APPALACHIAN ALMANAC TRIBAL LAW ENFORCED: MUSEUM AT MASHANTUCKET

Kevin A. Thompson
May 6, 2022

    “TRIBAL LAW ENFORCED”, that’s what the sign read in all caps, welcoming us to the lands of the Pequot Nation. It’s a hilly, rocky, wooded landscape. The pine trees were tall and glorious, but the broadleaf trees had still not sprouted their leaves in the mid-April morning in Connecticut.

    Our goal was to visit the Mashantucket Pequot Museum and Research Center, reputed to be the finest Indian Museum in the United States. It did not disappoint.

    Before we even reached the museum itself, the towering hotel gleamed green in the sun, rising out of the New “England” forest. Even the Pequot security station building was an architectural beauty. I breathed a sigh of relief on this land, patrolled under Pequot tribal law, by Pequot Security. My family and I are of different nations of Indians, but it still felt good that other Indians were running things here.

    The Museum’s entrance-way was breathtaking. A curved glass half-dome, futuristic and yet revealing the ancient green-brown forest outside, and allowing the sun to illuminate a large hall featuring replicas of two large dugout canoes with realistic mannequins of Pequot seafarers.

   When I say mannequins, I mean realistic-proportioned figures of both sexes and all ages, posed as performing various tasks, such as paddling, hunting, cooking or whatever. We walked among the dioramas of Pequot life, with wigwams constructed inside, fully furnished with fur blankets, containers and replicas of traditional tools.  

   The smell of wood smoke and cedar was apparently being generated artificially, and helped create the atmosphere.
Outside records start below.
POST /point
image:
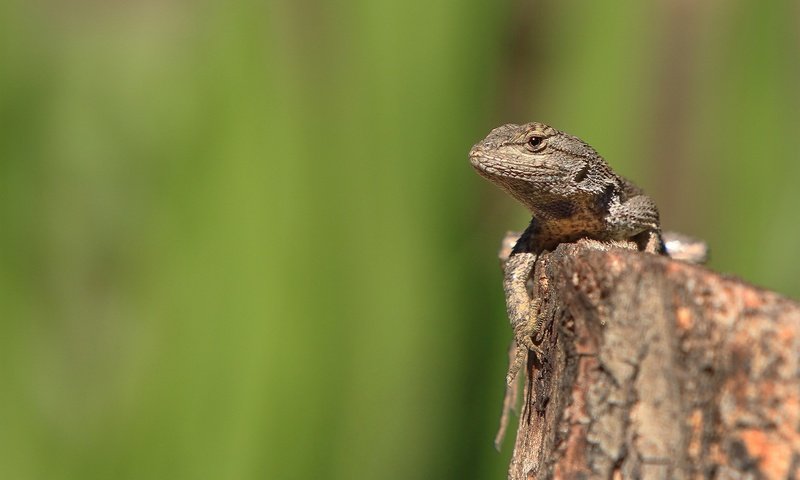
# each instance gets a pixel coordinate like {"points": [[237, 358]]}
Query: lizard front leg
{"points": [[637, 219], [522, 310]]}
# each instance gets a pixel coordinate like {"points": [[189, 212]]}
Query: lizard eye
{"points": [[535, 144]]}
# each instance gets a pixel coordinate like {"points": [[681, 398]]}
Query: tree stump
{"points": [[658, 369]]}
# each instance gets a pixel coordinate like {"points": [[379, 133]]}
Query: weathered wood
{"points": [[658, 369]]}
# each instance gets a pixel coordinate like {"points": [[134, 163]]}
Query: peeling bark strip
{"points": [[658, 369]]}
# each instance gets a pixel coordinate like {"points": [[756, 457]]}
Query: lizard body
{"points": [[571, 193]]}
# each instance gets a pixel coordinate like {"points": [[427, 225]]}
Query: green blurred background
{"points": [[242, 239]]}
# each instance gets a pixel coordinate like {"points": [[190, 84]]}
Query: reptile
{"points": [[572, 193]]}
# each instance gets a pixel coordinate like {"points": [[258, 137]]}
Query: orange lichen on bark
{"points": [[774, 456]]}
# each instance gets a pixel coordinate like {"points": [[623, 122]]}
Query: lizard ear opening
{"points": [[582, 173]]}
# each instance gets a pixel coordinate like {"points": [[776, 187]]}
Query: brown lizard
{"points": [[572, 193]]}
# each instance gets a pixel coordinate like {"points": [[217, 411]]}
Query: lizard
{"points": [[572, 193]]}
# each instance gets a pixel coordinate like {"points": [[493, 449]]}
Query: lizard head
{"points": [[534, 161]]}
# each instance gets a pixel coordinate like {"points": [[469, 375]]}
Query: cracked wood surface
{"points": [[655, 368]]}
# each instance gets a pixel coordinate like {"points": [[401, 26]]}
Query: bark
{"points": [[655, 368]]}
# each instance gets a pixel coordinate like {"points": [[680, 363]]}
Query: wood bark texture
{"points": [[657, 369]]}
In the sections describing ancient Pequot’s arrival during the Ice Age, a cool mist and refrigerator-like temperatures provide the feeling of walking near glaciers. Each visitor may also use a hand-held audio tour guide that you hold to your ear, telling you about each exhibit after you type in the four-digit numerical code on display.


    Pequot people and life continues, despite their near total destruction at the hands of the invaders nearly 400 years ago.  The museum has indoor and outdoor displays of their colonial-era life, with clothing and farm life similar to that of the English-speaking colonizers. There is even a mid 20th-century mobile home on display, because trailers were the only housing available when the People moved back to the reservation in order to maintain their claim to the ancestral land.

    An essential part of the Museum’s displays is the photo gallery of the modern Pequot people. We saw large black-and-white photos of various Pequot individual and family groups.  I pointed out to my children how the living Pequot look like us, and noted to my son that “these are the people enforcing the Tribal Law here at Mashantucket.”

    To their credit, the Mashantucket Pequot have proven themselves to be good stewards of their land and nearby community.  The pine forests near the hotel look healthy. There is a large tract of farmland as one approaches their Foxwoods hotel, and the communities nearby still have their rural character without the feared overdevelopment that never came into being.

    Foxwoods also sponsors the beluga whale exhibit at the nearby Mystic Aquarium.  Pequot-owned businesses employ thousands of local people outside the borders of Mashantucket.

    Mashantucket show us a vision of what an empowered Indian Tribal nation can build here in the United States—community consciousness, respect for the land and all the people nearby who live upon Her.

-----Kevin A. Thompson

Author’s notes:

  1. I avoid using the colonial names for places when I can, which is why I use Connecticut (a Lenape name) but put New “England” in quotes.